Dive Brief:
- Ra Pharmaceuticals, Inc.'s Phase 2 trial of subcutaneously-dosed RA101495 in paroxysmal nocturnal hemoglobinuria met its primary endpoint with a fast and sustained reduction in lactate dehydrogenase levels from baseline to the mean of weeks six to 12 (p=0.002), and near-complete suppression of complement activity. While positive, the data release has triggered a 37% slump in Ra's stock.
- Half of the patients who hadn't previously been treated with Alexion Pharmaceuticals' Soliris and who were transfusion-dependent were transfusion-free by the end of the study. Quality of life was up, and patient satisfaction with subcutaneous treatment was high.
- In patients who were switched from Soliris, inhibition of complement activity was sustained during the switch. Of the patients on long-term Soliris therapy, around 80% were switched successfully. However, of the 11 Soliris-treated patients who were transfusion-dependent at the beginning of the study, seven had to be switched back to Soliris after hemolysis. The study has also enrolled three patients who responded inadequately to Soliris, and one has shown LDH stabilization so far.
Dive Insight:
Taking on Alexion's Soliris (eculizumab) is going to be a challenge. Soliris was approved for paroxysmal nocturnal hemoglobinuria in the U.S. and Europe in 2007, and is the only medical treatment approved by the Food and Drug Administration. It is dosed fortnightly by intravenous infusion.
RA101495's potential could lie as an alternative to infusions for patients who would prefer to dose daily at home rather than travel to a clinic, either as first-line therapy in newly diagnosed patients or as a switch option from Soliris. If the data from the inadequate responders holds out, it may have an option for hard-to-treat patients too.
"These results support the potential for RA101495 to be a safe, effective, and convenient subcutaneous, self-administered therapeutic option that patients may readily adopt," said principal investigator Anita Hill, consultant hematologist at Leeds Teaching Hospitals NHS Trust, UK.
So why has the market been so negative? It may be over concerns for the patients who had to be switched back to Soliris, or the increased frequency of dosing for patients accustomed to fortnightly infusions.

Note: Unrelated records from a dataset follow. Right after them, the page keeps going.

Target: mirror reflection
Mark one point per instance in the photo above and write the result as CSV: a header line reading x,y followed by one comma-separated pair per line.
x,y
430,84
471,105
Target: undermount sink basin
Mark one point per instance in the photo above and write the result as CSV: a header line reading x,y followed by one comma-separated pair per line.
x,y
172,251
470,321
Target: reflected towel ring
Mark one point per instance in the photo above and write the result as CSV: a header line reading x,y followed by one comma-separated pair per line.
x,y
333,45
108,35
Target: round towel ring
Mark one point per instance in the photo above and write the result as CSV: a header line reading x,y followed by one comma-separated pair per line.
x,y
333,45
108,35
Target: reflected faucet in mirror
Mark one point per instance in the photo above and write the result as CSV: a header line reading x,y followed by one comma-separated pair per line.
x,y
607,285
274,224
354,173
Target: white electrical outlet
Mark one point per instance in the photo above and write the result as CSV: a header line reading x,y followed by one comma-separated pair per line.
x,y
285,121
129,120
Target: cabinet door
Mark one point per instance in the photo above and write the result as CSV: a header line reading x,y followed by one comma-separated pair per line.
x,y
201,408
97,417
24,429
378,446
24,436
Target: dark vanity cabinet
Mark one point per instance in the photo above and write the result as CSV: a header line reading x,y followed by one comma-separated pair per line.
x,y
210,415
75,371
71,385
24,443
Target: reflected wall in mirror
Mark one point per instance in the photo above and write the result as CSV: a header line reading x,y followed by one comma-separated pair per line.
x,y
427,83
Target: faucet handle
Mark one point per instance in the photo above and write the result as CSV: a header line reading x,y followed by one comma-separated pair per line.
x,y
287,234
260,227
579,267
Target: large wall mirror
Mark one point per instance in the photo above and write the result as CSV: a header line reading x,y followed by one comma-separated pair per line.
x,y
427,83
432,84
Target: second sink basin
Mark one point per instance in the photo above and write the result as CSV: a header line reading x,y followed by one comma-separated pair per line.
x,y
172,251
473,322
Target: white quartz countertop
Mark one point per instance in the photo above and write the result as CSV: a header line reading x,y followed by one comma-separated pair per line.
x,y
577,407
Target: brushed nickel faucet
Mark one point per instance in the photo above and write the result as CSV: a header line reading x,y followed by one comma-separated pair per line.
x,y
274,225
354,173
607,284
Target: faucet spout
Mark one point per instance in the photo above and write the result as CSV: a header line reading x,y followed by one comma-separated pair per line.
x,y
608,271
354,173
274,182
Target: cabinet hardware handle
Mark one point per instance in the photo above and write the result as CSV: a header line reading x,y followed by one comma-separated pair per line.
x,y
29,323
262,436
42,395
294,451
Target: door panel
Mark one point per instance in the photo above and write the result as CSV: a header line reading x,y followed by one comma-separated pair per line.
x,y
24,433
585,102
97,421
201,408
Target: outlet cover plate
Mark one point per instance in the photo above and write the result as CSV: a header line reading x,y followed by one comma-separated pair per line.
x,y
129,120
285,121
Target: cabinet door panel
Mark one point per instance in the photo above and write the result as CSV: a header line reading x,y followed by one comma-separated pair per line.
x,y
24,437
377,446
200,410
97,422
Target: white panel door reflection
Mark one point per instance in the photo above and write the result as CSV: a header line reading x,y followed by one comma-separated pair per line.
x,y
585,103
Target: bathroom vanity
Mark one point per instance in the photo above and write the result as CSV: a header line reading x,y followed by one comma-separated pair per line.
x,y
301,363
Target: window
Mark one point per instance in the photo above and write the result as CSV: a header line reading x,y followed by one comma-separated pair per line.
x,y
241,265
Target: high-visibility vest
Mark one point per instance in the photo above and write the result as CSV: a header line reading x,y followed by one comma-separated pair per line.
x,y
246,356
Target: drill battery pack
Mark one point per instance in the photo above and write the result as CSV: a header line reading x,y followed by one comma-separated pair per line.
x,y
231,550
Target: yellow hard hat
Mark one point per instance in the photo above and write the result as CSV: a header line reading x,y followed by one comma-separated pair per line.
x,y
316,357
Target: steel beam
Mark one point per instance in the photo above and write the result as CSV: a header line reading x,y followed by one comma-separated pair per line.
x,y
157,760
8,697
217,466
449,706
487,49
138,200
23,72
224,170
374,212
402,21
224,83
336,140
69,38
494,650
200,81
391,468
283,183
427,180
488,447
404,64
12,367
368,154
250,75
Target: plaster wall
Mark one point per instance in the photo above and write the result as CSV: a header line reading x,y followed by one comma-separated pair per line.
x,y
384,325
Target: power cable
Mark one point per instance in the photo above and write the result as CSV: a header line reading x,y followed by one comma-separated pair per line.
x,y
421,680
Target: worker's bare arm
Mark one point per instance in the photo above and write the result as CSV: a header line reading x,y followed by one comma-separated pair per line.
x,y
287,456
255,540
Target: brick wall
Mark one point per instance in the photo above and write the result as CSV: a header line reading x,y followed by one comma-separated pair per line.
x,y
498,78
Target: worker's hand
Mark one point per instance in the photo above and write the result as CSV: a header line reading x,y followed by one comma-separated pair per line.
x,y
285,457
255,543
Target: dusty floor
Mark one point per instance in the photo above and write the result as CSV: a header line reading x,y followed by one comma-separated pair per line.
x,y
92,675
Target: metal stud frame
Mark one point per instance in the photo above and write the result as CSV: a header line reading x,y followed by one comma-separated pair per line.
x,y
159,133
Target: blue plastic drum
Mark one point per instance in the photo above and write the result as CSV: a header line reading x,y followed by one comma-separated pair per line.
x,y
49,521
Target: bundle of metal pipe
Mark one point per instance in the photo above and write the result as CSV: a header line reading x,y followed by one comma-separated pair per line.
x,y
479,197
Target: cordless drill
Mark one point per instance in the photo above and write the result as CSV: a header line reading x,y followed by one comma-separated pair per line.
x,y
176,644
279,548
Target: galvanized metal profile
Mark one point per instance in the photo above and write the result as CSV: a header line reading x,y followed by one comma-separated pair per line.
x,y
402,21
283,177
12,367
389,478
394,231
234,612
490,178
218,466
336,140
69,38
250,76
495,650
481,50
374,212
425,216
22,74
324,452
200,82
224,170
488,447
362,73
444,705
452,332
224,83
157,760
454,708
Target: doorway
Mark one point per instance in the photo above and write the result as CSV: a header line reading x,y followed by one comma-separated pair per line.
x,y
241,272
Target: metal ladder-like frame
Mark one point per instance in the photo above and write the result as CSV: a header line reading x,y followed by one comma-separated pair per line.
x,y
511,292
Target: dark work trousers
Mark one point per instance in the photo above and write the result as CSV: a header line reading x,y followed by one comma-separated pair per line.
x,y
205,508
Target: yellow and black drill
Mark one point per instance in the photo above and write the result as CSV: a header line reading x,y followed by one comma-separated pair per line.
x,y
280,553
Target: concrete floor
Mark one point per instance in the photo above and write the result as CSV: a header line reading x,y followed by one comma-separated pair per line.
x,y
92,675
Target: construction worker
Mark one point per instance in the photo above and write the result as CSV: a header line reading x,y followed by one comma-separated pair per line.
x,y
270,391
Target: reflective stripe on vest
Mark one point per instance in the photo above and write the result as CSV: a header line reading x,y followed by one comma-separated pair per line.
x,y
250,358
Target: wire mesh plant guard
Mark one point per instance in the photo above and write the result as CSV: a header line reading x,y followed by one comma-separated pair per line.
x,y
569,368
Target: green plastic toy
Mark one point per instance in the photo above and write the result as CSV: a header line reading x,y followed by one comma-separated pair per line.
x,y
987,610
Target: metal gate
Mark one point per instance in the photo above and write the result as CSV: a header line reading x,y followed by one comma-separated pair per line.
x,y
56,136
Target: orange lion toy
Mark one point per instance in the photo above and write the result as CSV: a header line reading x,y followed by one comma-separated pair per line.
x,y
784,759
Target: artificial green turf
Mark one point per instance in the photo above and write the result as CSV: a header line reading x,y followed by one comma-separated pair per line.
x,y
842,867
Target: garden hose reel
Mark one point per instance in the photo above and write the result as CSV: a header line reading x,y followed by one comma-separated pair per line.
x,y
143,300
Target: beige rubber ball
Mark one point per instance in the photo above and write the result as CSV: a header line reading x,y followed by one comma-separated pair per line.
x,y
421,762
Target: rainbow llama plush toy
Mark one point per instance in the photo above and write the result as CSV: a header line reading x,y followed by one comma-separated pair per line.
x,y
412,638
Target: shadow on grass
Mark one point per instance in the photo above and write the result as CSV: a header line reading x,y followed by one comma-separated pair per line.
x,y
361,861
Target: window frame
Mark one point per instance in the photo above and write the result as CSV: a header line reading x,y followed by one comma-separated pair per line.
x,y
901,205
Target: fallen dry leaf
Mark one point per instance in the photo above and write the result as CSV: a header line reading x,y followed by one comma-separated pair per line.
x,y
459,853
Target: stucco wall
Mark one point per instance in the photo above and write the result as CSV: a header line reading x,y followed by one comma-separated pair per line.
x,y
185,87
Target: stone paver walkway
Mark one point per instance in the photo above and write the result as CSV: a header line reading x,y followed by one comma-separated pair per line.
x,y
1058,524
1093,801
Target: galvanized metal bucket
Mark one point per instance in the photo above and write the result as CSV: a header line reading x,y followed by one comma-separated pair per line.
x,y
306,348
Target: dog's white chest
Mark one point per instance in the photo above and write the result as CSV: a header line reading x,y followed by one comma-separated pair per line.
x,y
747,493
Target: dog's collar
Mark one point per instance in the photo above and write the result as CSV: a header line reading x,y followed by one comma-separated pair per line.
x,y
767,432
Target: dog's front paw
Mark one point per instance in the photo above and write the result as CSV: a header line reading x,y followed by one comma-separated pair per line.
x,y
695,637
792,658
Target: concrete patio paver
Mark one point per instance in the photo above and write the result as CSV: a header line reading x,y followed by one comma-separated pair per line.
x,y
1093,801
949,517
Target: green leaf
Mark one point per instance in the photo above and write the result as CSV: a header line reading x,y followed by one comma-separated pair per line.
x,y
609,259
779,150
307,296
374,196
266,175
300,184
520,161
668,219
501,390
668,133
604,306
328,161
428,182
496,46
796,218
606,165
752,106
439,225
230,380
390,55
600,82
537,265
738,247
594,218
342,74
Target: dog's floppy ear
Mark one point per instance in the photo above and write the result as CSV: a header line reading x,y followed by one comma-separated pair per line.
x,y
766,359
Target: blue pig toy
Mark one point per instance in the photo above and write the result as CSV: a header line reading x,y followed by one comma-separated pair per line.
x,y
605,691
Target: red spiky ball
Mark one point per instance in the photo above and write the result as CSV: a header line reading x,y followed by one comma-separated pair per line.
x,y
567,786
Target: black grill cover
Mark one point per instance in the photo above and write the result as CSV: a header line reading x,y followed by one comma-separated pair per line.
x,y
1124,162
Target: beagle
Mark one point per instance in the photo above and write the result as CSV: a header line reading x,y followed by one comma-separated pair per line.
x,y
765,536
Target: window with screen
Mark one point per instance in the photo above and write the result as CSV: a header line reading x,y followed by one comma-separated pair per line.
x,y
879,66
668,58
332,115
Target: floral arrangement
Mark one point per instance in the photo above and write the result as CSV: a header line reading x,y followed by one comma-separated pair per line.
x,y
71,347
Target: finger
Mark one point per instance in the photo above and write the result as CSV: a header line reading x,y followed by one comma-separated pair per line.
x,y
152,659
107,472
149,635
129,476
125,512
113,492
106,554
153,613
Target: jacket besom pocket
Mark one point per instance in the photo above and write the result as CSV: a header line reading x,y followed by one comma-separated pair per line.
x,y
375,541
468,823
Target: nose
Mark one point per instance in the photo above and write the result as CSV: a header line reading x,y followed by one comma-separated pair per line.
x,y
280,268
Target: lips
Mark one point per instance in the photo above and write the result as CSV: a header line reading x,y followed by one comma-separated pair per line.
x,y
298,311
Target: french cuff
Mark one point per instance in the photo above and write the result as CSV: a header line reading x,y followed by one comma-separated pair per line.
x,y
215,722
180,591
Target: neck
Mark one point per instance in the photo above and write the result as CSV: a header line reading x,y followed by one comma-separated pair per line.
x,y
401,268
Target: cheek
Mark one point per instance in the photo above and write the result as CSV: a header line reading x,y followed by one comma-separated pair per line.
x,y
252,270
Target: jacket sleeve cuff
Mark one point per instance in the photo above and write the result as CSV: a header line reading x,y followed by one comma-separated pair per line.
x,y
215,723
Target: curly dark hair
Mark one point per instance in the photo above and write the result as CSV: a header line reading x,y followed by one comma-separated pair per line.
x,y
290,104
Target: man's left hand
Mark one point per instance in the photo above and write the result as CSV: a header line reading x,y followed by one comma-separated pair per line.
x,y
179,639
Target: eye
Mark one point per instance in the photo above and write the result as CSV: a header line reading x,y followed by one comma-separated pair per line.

"While RA101495 may not be suitable for around 20% of patients on Soliris (transfusion-dependent), we think [the] stock sell-off is way too overdone," Jefferies analyst Eun K. Yang wrote in a note to clients. "We see significant upside potential even at modest market share of Soliris."
Phase 3 trials are planned for the second half of 2018, after an end-of-Phase 2 meeting in the first half of the year. Yang expects these studies to focus on treatment-naïve and Soliris-switch patients. Soliris was once dubbed the most expensive drug in the world, at over $400,000. While that moniker no longer applies, Ra Pharma will have an opportunity to also compete with Soliris on price.
"We believe the data announced today support the potential utility of RA101495 across the entire spectrum of C5-mediated diseases, including our clinical development programs in gMG, aHUS, and LN," said Doug Treco, president and CEO of Ra Pharma.